Dialectical from opening title to ultimate picture, “One Means or One other” — the primary and solely characteristic by the Afro-Cuban director Sara Gómez — introduces itself as “a movie about actual folks, and a few fictitious ones.” That’s one option to describe this deft combination of cinéma vérité, ethnographic documentary, feminist social realism and class-conscious revolutionary romance.
“One Means or One other” opens Friday for a weeklong run on the Brooklyn Academy of Music. Restored from its authentic 16-millimeter, the movie seems terrific, and, regardless of its nostalgia for the beliefs of the Cuban revolution, it feels as related right this moment because it did in 1974.
Whereas “One Means or One other” by no means had a proper launch in america, it has surfaced periodically in movie sequence, together with one at BAM 5 years in the past that was dedicated to Black girls’s cinema. (Reviewing this sequence, to which “One Means or One other” lent its identify, the New York Instances critic Manohla Dargis known as it “a still-exciting combination of documentary and narrative fiction.”)
“One Means or One other” might be described as a love story involving two photogenic younger folks — a macho employee, Mario (Mario Balmaseda, who was knowledgeable actor), and a schoolteacher, Yolanda (Yolanda Cuéllar, who was not). Nevertheless it has extra on its thoughts.
Mario, a mulatto laborer, grew up on the imply streets of Havana’s Miraflores district; Yolanda, who’s white, educated and center class, has been assigned to show in a Miraflores main college. Each have office points. Mario is implicated in a buddy’s misconduct; Yolanda is repeatedly suggested to be extra diplomatic in coping with her pupils’ impoverished dad and mom.
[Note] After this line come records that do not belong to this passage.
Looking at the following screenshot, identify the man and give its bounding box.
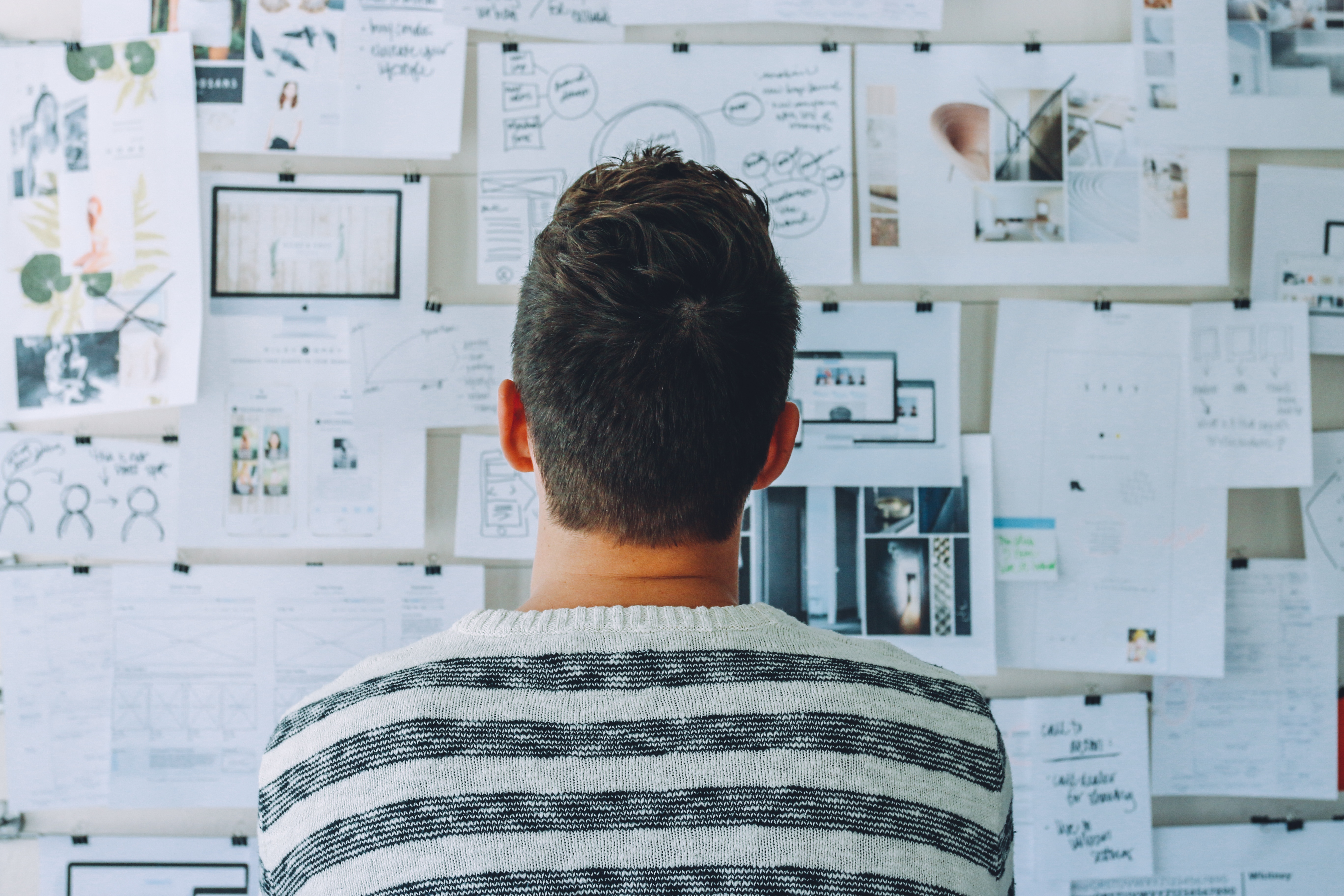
[261,148,1012,896]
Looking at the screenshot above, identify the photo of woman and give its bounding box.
[266,81,304,152]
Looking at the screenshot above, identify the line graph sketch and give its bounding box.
[477,44,852,283]
[113,616,257,668]
[276,618,386,669]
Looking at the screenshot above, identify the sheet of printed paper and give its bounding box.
[0,35,200,420]
[758,435,996,676]
[476,43,854,283]
[444,0,625,42]
[1251,164,1344,355]
[855,44,1227,285]
[112,566,485,806]
[180,316,426,548]
[1132,0,1344,149]
[0,567,112,811]
[991,300,1227,676]
[1187,302,1312,489]
[1298,431,1344,618]
[350,305,518,427]
[989,693,1153,893]
[775,302,962,486]
[1073,821,1344,896]
[197,0,466,158]
[1153,560,1339,799]
[453,435,542,560]
[0,433,179,560]
[38,834,261,896]
[612,0,942,31]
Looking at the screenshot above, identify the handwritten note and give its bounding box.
[1187,302,1312,489]
[989,693,1153,892]
[994,517,1059,582]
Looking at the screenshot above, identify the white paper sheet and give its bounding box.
[775,302,961,486]
[0,433,179,560]
[1251,164,1344,355]
[180,316,426,548]
[39,834,261,896]
[991,300,1227,676]
[199,0,466,158]
[1153,560,1339,799]
[1298,431,1344,618]
[855,44,1227,285]
[1185,302,1312,489]
[0,567,112,813]
[612,0,942,31]
[758,435,994,676]
[445,0,625,40]
[476,43,854,283]
[350,300,518,427]
[0,35,200,420]
[1132,0,1344,149]
[453,435,542,560]
[112,566,485,806]
[989,693,1153,893]
[1073,821,1344,896]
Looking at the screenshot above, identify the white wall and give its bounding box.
[0,0,1344,881]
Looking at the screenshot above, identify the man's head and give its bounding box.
[513,146,798,547]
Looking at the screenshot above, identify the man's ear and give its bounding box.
[499,380,532,473]
[758,403,801,489]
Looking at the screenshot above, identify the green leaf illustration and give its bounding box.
[19,252,70,305]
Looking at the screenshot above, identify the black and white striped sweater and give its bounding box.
[259,604,1012,896]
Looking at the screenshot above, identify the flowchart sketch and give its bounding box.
[855,43,1227,285]
[0,433,180,560]
[444,0,625,42]
[351,302,516,427]
[1187,302,1312,489]
[453,435,540,560]
[477,44,852,283]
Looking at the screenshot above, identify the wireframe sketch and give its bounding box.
[481,451,538,539]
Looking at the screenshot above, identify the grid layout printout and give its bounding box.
[1064,821,1344,896]
[1251,164,1344,355]
[1132,0,1344,149]
[476,43,854,283]
[38,836,261,896]
[738,435,994,676]
[991,300,1227,677]
[1153,559,1339,799]
[855,44,1227,285]
[0,35,200,420]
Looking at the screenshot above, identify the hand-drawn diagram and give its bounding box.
[481,451,536,539]
[276,618,386,669]
[477,44,851,283]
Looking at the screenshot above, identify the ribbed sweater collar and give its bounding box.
[453,603,797,637]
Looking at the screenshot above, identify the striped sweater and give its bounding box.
[258,604,1012,896]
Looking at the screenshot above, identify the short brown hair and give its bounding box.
[513,146,798,546]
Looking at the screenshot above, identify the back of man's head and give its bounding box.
[513,146,798,547]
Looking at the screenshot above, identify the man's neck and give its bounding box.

Given their backgrounds, the lovers typically misunderstand one another. Context is all. Their most intimate dialog is within the “impartial” territory of a tiny posada, or resort; their story is interspersed with interludes in regards to the historical past and legacy of slavery — together with the African faith Santería and the all-male secret society Abakuá.
Photographs of slums and slum clearance present a metaphor for the creation of a brand new society and a brand new consciousness. That the principals come collectively and drift aside amid a relentless interaction of destruction and development means that their relationship — just like the Cuban Revolution — is a perpetual work in progress. Didactic as it’s, “One Means or One other” will be taken for socialist realism, but when so, it’s a extremely authentic and even crucial variant. (The “constructive hero,” an axiom of the mode, is an Afro-Cuban musician and former boxer, Guillermo Diaz, who provides a music demystifying conventional gender roles.)
Skilled as a musician, Gómez made a rating of brief documentaries. (She additionally served as an assistant director on Agnès Varda’s 1963 documentary “Salut les Cubains” and will be seen dancing the cha-cha on the film’s conclusion.) “One Means or One other” is so brimming with life and concepts that it’s shattering to study that Gómez died, at simply 31, whereas enhancing it — she succumbed to a extreme bronchial asthma assault amid issues giving start to her third little one.
The postproduction was accomplished by her colleagues, and the film was not proven till 1977. Since then, it has been acknowledged as a landmark of feminist, neorealist, Communist, Cuban, Latinx, Third World and easily world cinema.
One Means or One other
July 8-14 on the Brooklyn Academy of Music in Brooklyn; bam.org.